# Finetuning Wav2Vec2
## Overview
We now import a pre-trained model from HuggingFace 🤗 and fine-tune it on a labelled dataset. Then, we test its performace on our usual benchmark dataset (LibriSpeech). In particular, the model ([Wav2Vec2](https://huggingface.co/docs/transformers/model_doc/wav2vec2)) was pre-trained in a complete unsupervised fashion using Masked Language Modeling (MLM) and constrastive learning. As suggested in the paper, we will not fine-tune the feature extractor module because it already has good weights. During fine-tuning, we pick different splits both from [LIBRISPEECH](https://huggingface.co/datasets/librispeech_asr) (train-clean-100) and [FLEURS](https://huggingface.co/datasets/google/fleurs) labelled speech dataset. We then assess the performance of the fine-tuned model on the Librispeech benchmark (dev-clean, dev-other, test-clean, test-other). We believe that given a well-enough pre-trained model, it is sufficient to fine-tune it on few hours of speech (less then 1 hour of labelled speech) to obtain sufficiently good performance on unseen audio data.

## Observations
Fine-tuning on FLEURS and evaluating on LibriSpeech dev-clean seems to lead to poor generalization capabilities compared to fine-tuning on splits of LibriSpeech. We believe that this behaviour is due to the distribution mismatch between train and evaluation sets.
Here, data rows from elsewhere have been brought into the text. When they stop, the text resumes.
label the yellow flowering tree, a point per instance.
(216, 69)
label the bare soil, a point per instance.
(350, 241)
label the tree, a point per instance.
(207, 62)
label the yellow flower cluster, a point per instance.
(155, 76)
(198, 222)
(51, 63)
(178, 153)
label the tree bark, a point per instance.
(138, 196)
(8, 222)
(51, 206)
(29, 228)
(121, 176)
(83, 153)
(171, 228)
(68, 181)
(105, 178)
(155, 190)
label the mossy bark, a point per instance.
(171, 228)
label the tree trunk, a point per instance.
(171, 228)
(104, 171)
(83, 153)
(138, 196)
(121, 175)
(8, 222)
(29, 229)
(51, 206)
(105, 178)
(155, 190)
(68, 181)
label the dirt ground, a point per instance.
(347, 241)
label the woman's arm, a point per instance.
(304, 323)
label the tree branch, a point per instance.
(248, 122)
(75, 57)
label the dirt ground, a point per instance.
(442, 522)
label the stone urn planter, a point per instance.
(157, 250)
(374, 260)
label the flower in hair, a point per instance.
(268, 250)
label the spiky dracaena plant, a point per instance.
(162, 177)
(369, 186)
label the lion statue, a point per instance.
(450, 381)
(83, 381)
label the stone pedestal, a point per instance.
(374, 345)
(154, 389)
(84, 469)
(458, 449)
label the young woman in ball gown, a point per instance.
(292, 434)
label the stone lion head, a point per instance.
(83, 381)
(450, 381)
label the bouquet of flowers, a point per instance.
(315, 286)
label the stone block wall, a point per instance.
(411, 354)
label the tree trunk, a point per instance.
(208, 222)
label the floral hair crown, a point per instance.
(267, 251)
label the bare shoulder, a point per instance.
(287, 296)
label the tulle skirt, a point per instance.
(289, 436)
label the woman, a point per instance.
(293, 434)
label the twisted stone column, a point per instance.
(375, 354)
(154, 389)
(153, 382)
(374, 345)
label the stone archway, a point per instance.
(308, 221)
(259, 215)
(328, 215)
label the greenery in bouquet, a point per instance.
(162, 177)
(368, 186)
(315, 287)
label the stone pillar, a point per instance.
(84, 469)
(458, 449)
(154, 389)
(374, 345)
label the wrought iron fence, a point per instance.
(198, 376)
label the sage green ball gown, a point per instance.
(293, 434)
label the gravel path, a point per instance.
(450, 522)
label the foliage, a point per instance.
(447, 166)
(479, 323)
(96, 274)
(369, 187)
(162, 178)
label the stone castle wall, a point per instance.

Indeed, it holds the following:
- [Librispeech](https://huggingface.co/datasets/librispeech_asr) is narrated audiospeech, text is uncased, and there is no punctuation
- [FLEURS](https://huggingface.co/datasets/google/fleurs) is European Parliament speech, it's case sensitive, and there is punctiation

Taking a deeper look into the dataset, we notice how informal speech (FLEURS) contains nuances not present in LibriSpeech, namely: false starts, corrections, misspellings, and so on. Conversely, LibriSpeech is taken from perfectly pronouced podcast of books, recorded in controlled audio settings. We hence belive such mismatch is the source of good/bad generazation of the model when evaluated on the dev set of LibriSpeech.

## Libraries
- if using a Colab session, create `utils` folder and add `preprocessing.py` file.
- create `audioset` folder.

In [1]:
%%capture
! pip install accelerate
! pip install datasets
! pip install jiwer
! pip install inflect

In [2]:
# Main libraries
import numpy as np
import torch
import pandas as pd
import accelerate

# Datasets
from datasets import load_dataset, load_metric
from torch.utils.data import DataLoader
import torchaudio
from datasets import Dataset as HFDataset
from datasets import DatasetDict
from datasets import Audio

# Hugging Face
from transformers import Wav2Vec2CTCTokenizer
from transformers import Wav2Vec2FeatureExtractor
from transformers import Wav2Vec2Processor
from transformers import Wav2Vec2ForCTC
from transformers import TrainingArguments
from transformers import Trainer

# Others
import re
import inflect
import json
import IPython.display as ipd
import matplotlib.pyplot as plt
import textwrap
from tqdm import tqdm
import os

## Datasets
Regarding the training phase, we train on different splits of the LIBRISPEECH dataset and FLEURS dataset.



In [None]:
# FLEURS DATASET - USED IN EARLY EXPERIMENTS
# fleurs = load_dataset("google/fleurs", "en_us", split="train", trust_remote_code=True)
# useless_columns = ["id", "path", "raw_transcription", "gender", "lang_id", "language", "lang_group_id"]
# fleurs = fleurs.remove_columns(useless_columns)

In [3]:
folder_name = "datasets"

if not os.path.exists(folder_name):
    os.makedirs(folder_name)

train_clean_100 = torchaudio.datasets.LIBRISPEECH(folder_name, url="train-clean-100", download=True)
dev_clean = torchaudio.datasets.LIBRISPEECH(folder_name, url="dev-clean", download=True)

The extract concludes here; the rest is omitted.